Il governo italiano dà priorità al “salario giusto” nel nuovo decreto
Roma, 29 aprile 2026 – “Sono contento che sia stata ripresa una nostra battaglia”. L’onorevole Maurizio Lupi, presidente del partito Noi Moderati, ha espresso soddisfazione per la decisione del governo di adottare il “decreto Primo Maggio” che promuove il “salario giusto” anziché il “salario minimo”, come richiesto dalle opposizioni, riporta Attuale.
La nuova misura offre protezione ai lavoratori?
“Da tempo sosteniamo che il salario minimo non risolve il problema. Il cuore della questione è la contrattazione collettiva, un’alleanza tra imprese e lavoratori, e il decreto approvato si muove in questa direzione. Con la decontribuzione e la defiscalizzazione, gli imprenditori avranno motivi per applicare il salario giusto.
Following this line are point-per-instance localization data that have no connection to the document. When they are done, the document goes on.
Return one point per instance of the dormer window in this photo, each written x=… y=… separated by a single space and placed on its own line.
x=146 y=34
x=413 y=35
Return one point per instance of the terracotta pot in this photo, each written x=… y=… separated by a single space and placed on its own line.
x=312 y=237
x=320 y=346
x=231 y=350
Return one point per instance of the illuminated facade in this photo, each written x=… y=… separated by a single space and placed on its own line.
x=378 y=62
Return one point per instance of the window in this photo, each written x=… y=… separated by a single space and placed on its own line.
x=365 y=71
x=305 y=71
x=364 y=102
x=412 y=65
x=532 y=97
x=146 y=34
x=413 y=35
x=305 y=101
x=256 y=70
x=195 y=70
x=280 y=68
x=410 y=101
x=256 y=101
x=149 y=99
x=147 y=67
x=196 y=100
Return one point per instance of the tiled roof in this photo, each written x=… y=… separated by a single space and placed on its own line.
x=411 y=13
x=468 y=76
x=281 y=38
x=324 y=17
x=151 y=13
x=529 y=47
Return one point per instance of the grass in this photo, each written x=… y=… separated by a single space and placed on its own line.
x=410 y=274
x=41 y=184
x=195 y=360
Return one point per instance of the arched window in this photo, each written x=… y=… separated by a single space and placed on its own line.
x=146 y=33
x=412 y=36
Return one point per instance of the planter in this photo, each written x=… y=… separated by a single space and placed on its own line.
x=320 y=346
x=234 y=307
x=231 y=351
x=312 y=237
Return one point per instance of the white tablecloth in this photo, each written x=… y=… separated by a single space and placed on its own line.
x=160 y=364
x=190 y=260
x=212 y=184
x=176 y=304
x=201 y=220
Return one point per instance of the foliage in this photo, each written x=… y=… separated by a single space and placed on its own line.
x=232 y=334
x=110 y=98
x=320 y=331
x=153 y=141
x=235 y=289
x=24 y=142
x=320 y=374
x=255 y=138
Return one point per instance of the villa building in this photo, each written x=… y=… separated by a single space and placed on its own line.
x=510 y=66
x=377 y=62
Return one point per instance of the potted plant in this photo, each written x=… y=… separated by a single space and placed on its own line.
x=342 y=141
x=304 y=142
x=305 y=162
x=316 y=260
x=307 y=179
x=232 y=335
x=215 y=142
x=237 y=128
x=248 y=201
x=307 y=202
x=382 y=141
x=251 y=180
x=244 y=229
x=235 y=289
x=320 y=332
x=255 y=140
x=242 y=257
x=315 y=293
È l’economia sociale di mercato”, ha dichiarato Lupi.
Una misura a termine: come si evitano le ricadute per i lavoratori?
“Attraverso una buona politica. Negli ultimi quattro anni, abbiamo dimostrato che i precari sono diminuiti di 550.000 unità, mentre gli occupati sono aumentati di 1,2 milioni. Quando le riforme funzionano, anche i governi futuri possono mantenerle. Abbiamo reso la riduzione del cuneo fiscale una misura strutturale e rinnovato dopo 12 anni il contratto dei docenti, aumentando gli stipendi di 415 euro netti al mese”, ha aggiunto.
Qual è la posizione sulla proposta di bilancio della Lega?
“Non possiamo permettere all’Italia di uscire dal Patto di Stabilità, ma possiamo convincere l’Europa della necessità di condizioni eccezionali. Durante la pandemia, l’Europa mostrò rigidità verso l’Italia, ma quando il problema si rivelò continentale, le cose cambiarono, e fu creato un debito pubblico europeo. In questa fase di chiusura dello Stretto di Hormuz, è giusto che l’Europa consideri derroghe per supportare la crescita e le famiglie”, ha affermato Lupi.
Gli incentivi fiscali sono sufficienti per le aree vulnerabili del Paese?
“Ci sono ancora sfide significative da affrontare nella digitalizzazione e nell’ammodernamento. La Zes è stata ampliata a Marche e Abruzzo. Da milanese, potrei essere preoccupato per la crescita del Sud rispetto al Nord, ma ciò che giova al Sud è un beneficio anche per il Nord e l’Italia nel complesso. Le infrastrutture non riguardano solo autostrade e porti, ma anche quelle digitali. Un Paese moderno deve investire in queste”, ha detto Lupi.
La maggioranza è divisa sulla questione del bilancio secondo le opposizioni?
“Giuseppe Conte, l’avvocato del popolo, offre lezioni di buona governance, ma dovrebbe ricordare che quando era premier, ha introdotto il Superbonus al 110%, che nel bilancio 2025 è costato 8,4 miliardi di euro. Ci si può chiedere cosa avremmo potuto realizzare con quella somma, abbassando l’Irpef o aumentando i salari”, ha concluso Lupi.